All of this is easy to do in an excel spreadsheet and though I'm not a programmer, I'd think an iterative approach is the way to go (apply the equations at, say, intervals of .1s using the known forces on the car.

That all works fine if you are using brakes and have a constant deceleration force (over your .1s interval, at least), but if you are talking about coasting and using a combination of friction and air resistance, it gets more complicated. You have a constant force associated with friction and a force that varies with the square of speed for air resistance. Ie:

F_f=K
F_d=C_d*V²

The constants K and C_d are physical properties of the car and can't really be calculated from scratch, but only by experimentation (or, in your case, perhaps trial and error).

 

[Brien Martin]

Did you take physics in high school? Calculus? Most of this is derived from Newton's f=ma and the relations between (definitions of?) "speed" and "acceleration".

Ie, if f=ma, then a=f/m. If your mass is 1000kg (metric is easier to use...) and your force is 1000n, your acceleration is 1000/1000= 1m/s/s. If your initial speed is 100m/s, your time is 1000/100=10s.
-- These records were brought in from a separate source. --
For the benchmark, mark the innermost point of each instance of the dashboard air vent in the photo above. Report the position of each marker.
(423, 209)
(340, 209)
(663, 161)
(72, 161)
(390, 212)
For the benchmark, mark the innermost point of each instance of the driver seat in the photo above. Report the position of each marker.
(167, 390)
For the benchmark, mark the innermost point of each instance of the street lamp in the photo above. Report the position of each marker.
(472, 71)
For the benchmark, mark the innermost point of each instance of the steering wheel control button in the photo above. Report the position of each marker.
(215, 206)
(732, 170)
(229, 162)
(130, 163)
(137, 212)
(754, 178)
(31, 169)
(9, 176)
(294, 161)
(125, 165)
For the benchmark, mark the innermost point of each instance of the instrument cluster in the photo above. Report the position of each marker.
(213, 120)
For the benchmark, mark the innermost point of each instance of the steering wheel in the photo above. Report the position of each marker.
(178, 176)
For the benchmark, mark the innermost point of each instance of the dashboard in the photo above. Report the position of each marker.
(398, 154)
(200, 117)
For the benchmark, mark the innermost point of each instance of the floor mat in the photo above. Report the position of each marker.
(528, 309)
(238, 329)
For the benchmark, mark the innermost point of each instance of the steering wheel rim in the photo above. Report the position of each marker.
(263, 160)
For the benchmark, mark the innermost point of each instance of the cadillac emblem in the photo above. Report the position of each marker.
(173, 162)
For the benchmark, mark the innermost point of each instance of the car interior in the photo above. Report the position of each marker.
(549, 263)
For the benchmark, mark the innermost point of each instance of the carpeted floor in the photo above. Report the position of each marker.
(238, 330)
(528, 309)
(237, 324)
Distance is tougher because it requires calculus, but if you use an iterative approach, you can just take the average speed and multiply by time: 100/2*10=500m.
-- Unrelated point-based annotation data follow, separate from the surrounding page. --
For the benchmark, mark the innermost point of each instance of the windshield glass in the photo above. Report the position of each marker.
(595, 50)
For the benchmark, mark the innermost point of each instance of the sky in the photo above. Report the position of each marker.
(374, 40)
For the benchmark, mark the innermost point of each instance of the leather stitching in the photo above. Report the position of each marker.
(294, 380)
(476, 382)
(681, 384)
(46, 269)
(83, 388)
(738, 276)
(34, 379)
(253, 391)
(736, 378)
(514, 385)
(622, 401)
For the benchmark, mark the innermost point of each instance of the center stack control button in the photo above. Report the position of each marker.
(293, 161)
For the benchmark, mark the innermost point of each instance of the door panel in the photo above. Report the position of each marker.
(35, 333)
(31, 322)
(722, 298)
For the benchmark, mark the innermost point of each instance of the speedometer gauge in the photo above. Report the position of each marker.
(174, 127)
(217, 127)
All of this is easy to do in an excel spreadsheet and though I'm not a programmer, I'd think an iterative approach is the way to go (apply the equations at, say, intervals of .1s using the known forces on the car.

That all works fine if you are using brakes and have a constant deceleration force (over your .1s interval, at least), but if you are talking about coasting and using a combination of friction and air resistance, it gets more complicated. You have a constant force associated with friction and a force that varies with the square of speed for air resistance. Ie:

F_f=K
F_d=C_d*V²

The constants K and C_d are physical properties of the car and can't really be calculated from scratch, but only by experimentation (or, in your case, perhaps trial and error).

Russ,

Thanks for your reply. I had physics in high school, yes, but it was not only 27 years ago, but I got a "D" ... which means the little bit I did learn wasn't obviously enough to tackle *this* problem

And, as an accountancy major, I took business calculus, which ignored all those cool formulas and stuff that the scientists needed. So, I stand where I stood this morning ... ignorant of the formulas necessary to make this work for me. Your assistance, however, has given me a starting point from which to continue.

Thanks,
Brien

 

[rcgldr]

Unless there's a safety hazard, drag cars are supposed to exit the drag strip at the normal exit point, which is well past the end of the 1/4 mile. Typically drivers will coast to the finish line before braking or deploying chutes.

Aerodynamic drag force is relative to speed^2. The chutes are needed, because the brakes along won't usually stop a drag car in the typical 1/2 mile of runoff past the 1/4 mile line. Maximum braking force would be somewhat proportional to downforce at the rear tires.